Pupitre de la Chambre de l’Académie natio­nale de Méde­cine, Paris, France© KoS

Selon le pré­sident de la Répu­blique lui-même, la loi bioé­thique qui est dis­cu­tée aujourd’hui dans l’hémicycle du Palais Bour­bon est « le texte de tous les dan­gers ». Même s’il se ras­sure au motif qu’il a été très bien pré­pa­ré, Emma­nuel Macron craint, sans aucun doute, une divi­sion pro­fonde du pays qui s’ajouterait aux autres causes de ten­sion. On sau­ra très vite si le ton monte entre les par­le­men­taires, par­ti­sans ou adver­saires du pro­jet de loi. Et si l’opposition de la rue sera aus­si mas­sive qu’au moment du mariage pour tous. Ce qui est sûr, en tout cas, c’est que le débat de fond est sérieux et qu’il va au-delà des pro­blèmes posés par l’homoparentalité. Mais, à elle seule, cette ques­tion pro­voque des oppo­si­tions fron­tales. Ain­si Le Monde fait une ample publi­ci­té à Nanette Gar­trell, « cher­cheuse amé­ri­caine » qui affirme que les enfants éle­vés par un couple de femmes se portent aus­si bien que les autres. Ils se por­te­raient même beau­coup mieux à l’en croire, parce que, je cite : « Aucun d’entre eux n’a souf­fert d’agression sexuelle ou de vio­lence de la part d’un parent ou d’un proche », alors qu’il en va tout autre­ment pour les enfants éle­vés dans les familles dites hété­ro­sexuelles. Cette dif­fé­rence est spec­ta­cu­laire nous est-il asséné.

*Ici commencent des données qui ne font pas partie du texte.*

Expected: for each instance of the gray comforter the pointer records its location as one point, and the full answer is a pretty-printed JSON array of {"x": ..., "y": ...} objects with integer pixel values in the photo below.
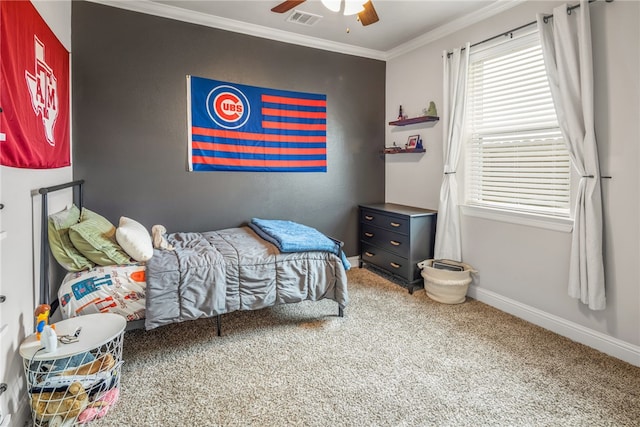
[{"x": 222, "y": 271}]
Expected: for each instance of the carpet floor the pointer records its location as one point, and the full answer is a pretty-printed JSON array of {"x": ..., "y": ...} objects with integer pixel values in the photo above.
[{"x": 395, "y": 359}]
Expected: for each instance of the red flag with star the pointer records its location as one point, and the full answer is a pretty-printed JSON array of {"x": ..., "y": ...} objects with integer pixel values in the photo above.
[{"x": 34, "y": 91}]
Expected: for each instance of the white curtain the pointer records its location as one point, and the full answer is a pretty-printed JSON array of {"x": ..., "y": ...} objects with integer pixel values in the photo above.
[
  {"x": 448, "y": 243},
  {"x": 566, "y": 46}
]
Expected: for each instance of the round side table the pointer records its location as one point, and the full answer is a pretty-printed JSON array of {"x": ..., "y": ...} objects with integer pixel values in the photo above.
[{"x": 80, "y": 380}]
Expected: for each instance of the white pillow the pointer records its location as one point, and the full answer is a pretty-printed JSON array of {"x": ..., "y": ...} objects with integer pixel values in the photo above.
[{"x": 134, "y": 238}]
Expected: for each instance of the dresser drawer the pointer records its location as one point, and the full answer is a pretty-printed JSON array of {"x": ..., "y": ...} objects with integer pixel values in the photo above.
[
  {"x": 386, "y": 260},
  {"x": 385, "y": 239},
  {"x": 389, "y": 222}
]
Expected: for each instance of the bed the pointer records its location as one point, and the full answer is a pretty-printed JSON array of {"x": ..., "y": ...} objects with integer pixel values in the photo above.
[{"x": 191, "y": 275}]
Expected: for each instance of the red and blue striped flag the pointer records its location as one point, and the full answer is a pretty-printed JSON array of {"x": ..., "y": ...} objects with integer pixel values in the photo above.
[{"x": 235, "y": 127}]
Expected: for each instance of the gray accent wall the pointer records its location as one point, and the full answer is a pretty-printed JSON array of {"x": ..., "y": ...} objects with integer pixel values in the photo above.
[{"x": 129, "y": 125}]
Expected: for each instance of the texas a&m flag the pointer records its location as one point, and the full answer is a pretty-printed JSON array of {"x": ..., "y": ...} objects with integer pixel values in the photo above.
[
  {"x": 34, "y": 90},
  {"x": 235, "y": 127}
]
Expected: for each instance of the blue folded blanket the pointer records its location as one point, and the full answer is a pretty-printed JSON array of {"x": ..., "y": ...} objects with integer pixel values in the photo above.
[{"x": 290, "y": 236}]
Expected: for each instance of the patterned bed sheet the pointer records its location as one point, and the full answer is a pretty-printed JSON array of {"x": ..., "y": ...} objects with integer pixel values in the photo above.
[{"x": 118, "y": 289}]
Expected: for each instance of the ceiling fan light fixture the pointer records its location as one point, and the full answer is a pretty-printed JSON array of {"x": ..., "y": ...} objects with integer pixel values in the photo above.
[
  {"x": 332, "y": 5},
  {"x": 351, "y": 7}
]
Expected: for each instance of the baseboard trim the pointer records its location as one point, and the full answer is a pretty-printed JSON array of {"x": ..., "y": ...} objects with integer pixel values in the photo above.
[{"x": 619, "y": 349}]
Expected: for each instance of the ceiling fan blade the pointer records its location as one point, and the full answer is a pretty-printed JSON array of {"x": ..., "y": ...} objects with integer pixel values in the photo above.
[
  {"x": 286, "y": 5},
  {"x": 368, "y": 16}
]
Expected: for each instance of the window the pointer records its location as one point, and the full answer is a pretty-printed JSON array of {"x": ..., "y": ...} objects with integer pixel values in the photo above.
[{"x": 516, "y": 158}]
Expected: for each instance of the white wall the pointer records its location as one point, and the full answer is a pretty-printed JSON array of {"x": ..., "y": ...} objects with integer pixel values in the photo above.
[
  {"x": 523, "y": 269},
  {"x": 18, "y": 272}
]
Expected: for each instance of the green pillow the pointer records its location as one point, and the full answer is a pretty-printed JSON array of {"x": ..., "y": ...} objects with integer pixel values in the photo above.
[
  {"x": 61, "y": 247},
  {"x": 94, "y": 237}
]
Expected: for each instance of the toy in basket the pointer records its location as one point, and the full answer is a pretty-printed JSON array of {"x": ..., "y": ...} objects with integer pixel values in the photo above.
[
  {"x": 446, "y": 281},
  {"x": 77, "y": 394}
]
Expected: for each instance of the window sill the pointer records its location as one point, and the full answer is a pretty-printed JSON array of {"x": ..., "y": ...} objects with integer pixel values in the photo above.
[{"x": 540, "y": 221}]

Ce n’est pas l’avis de notre Aca­dé­mie natio­nale de méde­cine qui vient de décla­rer que « la concep­tion déli­bé­rée d’un enfant pri­vé de père consti­tue une rup­ture anthro­po­lo­gique majeure » et qu’elle n’est pas « sans risque pour le déve­lop­pe­ment psy­cho­lo­gique et l’épanouissement de l’enfant ». D’ailleurs, le pro­fes­seur Mat­tei, ancien ministre de la San­té, qui a rédi­gé ce docu­ment met en cause « les don­nées ras­su­rantes des études menées dans des pays anglo-saxons et euro­péens sur la san­té et l’équilibre des enfants des familles homo­pa­ren­tales ». Non seule­ment, elles ne sont pas très convain­cantes sur le plan métho­do­lo­gique mais elles émanent d’évidence d’organismes militants.